2. From the grievance/concern log, two (Grievances #'s1 and 2 ) were selected and the surveyor requested all documentation the hospital had concerning the grievance, including investigation and any written correspondence. Two of the grievances were not resolved at the time of the grievance/concern. The material supplied did not contain documentation a written response had been provided to the complainant as required. The surveyor again asked Staff A if the hospital had any additional documentation. None was provided.

INFECTION CONTROL PROFESSIONAL

Tag No.: A0748

Based on review of the hospital's policies and procedures, meeting minutes, and personnel files, and interviews with staff, the hospital failed to designate the Infection Control professional in writing and the Infection Control program is not under the direction of a qualified professional trained in the principals and methods of infection control.

Findings:

1. Upon entrance to the facility on 04/11/2012, Administrative staff told the surveyors that Staff C was now the hospital's Infection Control Coordinator/Preventionist/Nurse since the first of February 2012.
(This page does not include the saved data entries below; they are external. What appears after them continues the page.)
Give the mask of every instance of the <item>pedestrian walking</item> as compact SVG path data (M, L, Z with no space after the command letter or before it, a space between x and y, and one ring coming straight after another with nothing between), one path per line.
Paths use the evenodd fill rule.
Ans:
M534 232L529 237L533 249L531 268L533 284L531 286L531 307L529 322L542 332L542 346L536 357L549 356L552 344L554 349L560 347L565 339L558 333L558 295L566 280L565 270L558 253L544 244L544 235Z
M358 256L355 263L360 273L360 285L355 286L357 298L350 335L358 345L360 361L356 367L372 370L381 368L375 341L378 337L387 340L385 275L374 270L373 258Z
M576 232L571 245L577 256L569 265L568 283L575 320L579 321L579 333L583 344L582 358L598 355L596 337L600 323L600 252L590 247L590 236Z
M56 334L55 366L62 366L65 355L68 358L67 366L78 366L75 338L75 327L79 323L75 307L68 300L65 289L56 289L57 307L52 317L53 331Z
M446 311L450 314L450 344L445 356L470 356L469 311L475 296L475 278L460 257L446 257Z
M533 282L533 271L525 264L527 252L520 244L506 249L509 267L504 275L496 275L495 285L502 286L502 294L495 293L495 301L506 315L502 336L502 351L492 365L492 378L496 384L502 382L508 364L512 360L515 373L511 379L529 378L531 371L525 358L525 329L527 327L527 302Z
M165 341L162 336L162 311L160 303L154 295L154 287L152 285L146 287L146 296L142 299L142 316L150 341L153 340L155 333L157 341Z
2. Review of the hospitals's meeting minutes, Governing Body, Medical Executive Committee and Committee of the Whole, did not show the hospital had designated Staff C as the practitioner to direct the hospital's infection control program. Administrative staff stated the committees had not met since Staff C had been appointed.

3. Review of Staff C's personnel file contained a change of status form that documented Staff C had changed job status to the infection control preventionist and employee health nurse on January 30, 2012. The file did not contain a job description for infection control nurse/preventionist. The file did not contain documentation that Staff C had any training on the principals and methods of infection control.

4. Staff A stated on 04/11/2012 and again on 04/12/2012 that Staff C had not received any training in infection control.

5. These findings were reviewed and verified at the exit conference on the afternoon of 04/12/2012 with administrative staff.